Ces scientifiques ont retracé une nouvelle lignée de coronavirus dans un bureau – via les eaux usées

Le virologue Dave O’Connor admet qu’il était désespéré lorsqu’il a commencé à demander aux propriétaires de chiens des échantillons de caca.

Pendant une grande partie de 2022, O’Connor, de l’Université du Wisconsin-Madison, et ses collègues ont suivi une variante fortement mutée du SRAS-CoV-2, le virus qui cause le COVID-19. Au début de cette année, ils ont découvert la variante dans les eaux usées du Wisconsin tirées de plus de 100 000 personnes.

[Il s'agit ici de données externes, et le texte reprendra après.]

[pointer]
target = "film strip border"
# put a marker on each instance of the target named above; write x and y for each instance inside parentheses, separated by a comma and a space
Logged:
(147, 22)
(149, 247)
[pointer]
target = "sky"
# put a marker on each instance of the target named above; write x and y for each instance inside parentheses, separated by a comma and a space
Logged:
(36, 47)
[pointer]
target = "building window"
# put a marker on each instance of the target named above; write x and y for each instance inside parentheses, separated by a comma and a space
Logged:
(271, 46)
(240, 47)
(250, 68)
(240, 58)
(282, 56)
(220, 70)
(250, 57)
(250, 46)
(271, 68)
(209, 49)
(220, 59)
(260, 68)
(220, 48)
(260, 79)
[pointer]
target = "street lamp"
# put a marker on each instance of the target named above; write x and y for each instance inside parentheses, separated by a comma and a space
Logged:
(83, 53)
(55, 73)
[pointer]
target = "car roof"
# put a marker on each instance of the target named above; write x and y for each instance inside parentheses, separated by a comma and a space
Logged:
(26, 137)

Après le système d’égouts vers des bassins versants de plus en plus petits, ils ont réduit la source de la variante à une zone particulière. O’Connor et son équipe pensaient que la variante pourrait circuler chez les chiens, en partie parce qu’ils ont trouvé du matériel génétique canin dans les mêmes échantillons d’eaux usées. Alors ils se sont dirigés vers le parc à chiens local. « C’était la demande la plus étrange que vous n’entendrez jamais : « Hé, nous sommes des scientifiques. Pouvons-nous simplement avoir ce sac de caca de chien que vous jetez?

Les chiens se sont avérés être un autre faux-fuyant dans la quête de plusieurs mois de l’équipe pour retracer l’origine de la variante.

Des variantes d’apparence similaire sont apparues chez des personnes dont le système immunitaire est affaibli – et, de plus en plus, les chercheurs pensent que des variantes d’infections chroniques chez ces personnes pourrait donner naissance à des lignées altérant la pandémiecomme Omicron.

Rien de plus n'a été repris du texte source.